For purposes of this paper complexity is defined by the authors as the number of services (breadth of complexity) and the intensity of individual services (depth of complexity). Motivation More accurate assignment of hospital overhead costs using appropriate cost drivers should make cost data more reliable for pricing land other purposes where each hospital is most concerned with its own cost parameters.

In addition, the provision of cost driver information helps hospital managers determine the profitability of insourcing vs. Outsourcing certain activities and monitor cost of nonvalue-added activities. However, due to the limitations of data availability, this study does not address these particular issues. Contribution Further step toward the identification of variables that drive the costs of U.S. Skin winamp keren 3d pictures. Hospital overhead activities.

The current accounting literature is filled with activity based costing ABC~ articles about cost drivers in manufacturing settings but very few examples of cost. For service organizations, accurate information from the company's accounting. In our cleaning company example, the driver of overhead costs in the customer.

Management accounting literature is replete with assertions and assumptions about cost behavior, however, little evidence exists, and thus this paper will add insight into how costs behave in hospitals. Extension of earlier research in health care economics conducted prior to the emergence of the cost driver paradigm. Complements prior cost driver research by the use of U.S.

Wide data and the simultaneous determination of hospital overhead costs, the number of services provided (breadth complexity), the intensity of individual services (depth complexity), and the use of proxy variables for volume and complexity cost drivers in a two-stage least squares model. Develops a model in which hospitals choices of service breadth and depth are simultaneously determined with the level of overhead support costs. Methodology Numerous studies across different industries have suggested that volume and complexity are important drivers of overhead costs. Therefore, along the lines of previous studies this paper utilizes a regression model of overhead costs as estimated as a function of volume, capacity, complexity, and other variables for a sample of short-term acute care hospitals throughout the U.S. Overhead costs are hypothesized to depend upon complexity as well as other factors. Complexity is represented by number of services and specialties provided by the hospital and average direct cost per ancillary specialty (depth of services provided).

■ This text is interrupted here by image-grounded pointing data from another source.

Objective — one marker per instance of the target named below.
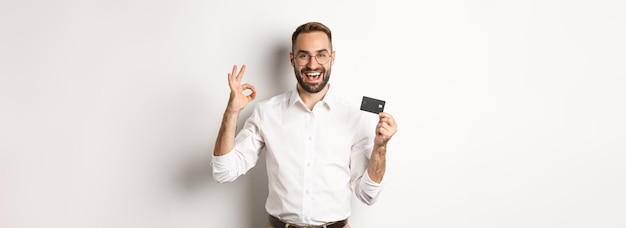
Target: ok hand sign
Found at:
(238, 99)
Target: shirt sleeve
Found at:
(365, 189)
(243, 156)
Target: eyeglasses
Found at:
(303, 58)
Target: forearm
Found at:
(377, 163)
(226, 137)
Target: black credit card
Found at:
(372, 105)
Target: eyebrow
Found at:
(318, 51)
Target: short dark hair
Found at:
(311, 27)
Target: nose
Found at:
(312, 62)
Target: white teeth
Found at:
(313, 74)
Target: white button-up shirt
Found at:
(315, 159)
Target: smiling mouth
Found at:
(313, 75)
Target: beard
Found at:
(310, 87)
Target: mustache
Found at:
(307, 69)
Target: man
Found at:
(319, 149)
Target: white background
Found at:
(511, 113)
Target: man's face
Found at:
(308, 49)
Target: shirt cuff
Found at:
(223, 163)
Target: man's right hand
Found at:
(238, 99)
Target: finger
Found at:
(250, 87)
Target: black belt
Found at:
(277, 223)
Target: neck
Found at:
(310, 99)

Consequently, these two variables, breadth and depth, proxy for service complexity. 2SLS models will be estimated on three separate equations: the overhead cost, the breadth of services, and the depth of services equations. Sample Broad cross-section of short-term acute care hospitals of varying sizes, service breadth and service depths.

The authors assume that the hospitals in the sample chose service breadth and depth simultaneously with the level of overhead support for hospital services, if not simultaneous equation bias (endogeneity bias) is introduced, which effects parameter estimates in the overhead cost equation. Overhead Costs and Hospital Transactions Choice of proxy variables to proxy for hospital transactions complexity is restricted by the HCFA cross-sectional data set. Cost drivers that might more precisely proxy for specific logistical transactions, balancing transactions, quality transactions, and change transactions, are not available in the data set. Logistical transactions are concerned with the reception and movement of hospitals materials.

Balancing transactions deal with the coordination of health care activities within the hospital. Quality transactions are necessary to ensure patients receive quality treatment in all aspects of their hospital experience. Change transactions serve to revise health care procedures and individual patient care. Overall, hospital overhead costs may be caused by volume (number of patient days and number of discharges), capacity (number of available hospital beds), and complexity (number of medical services and depth of ancillary services).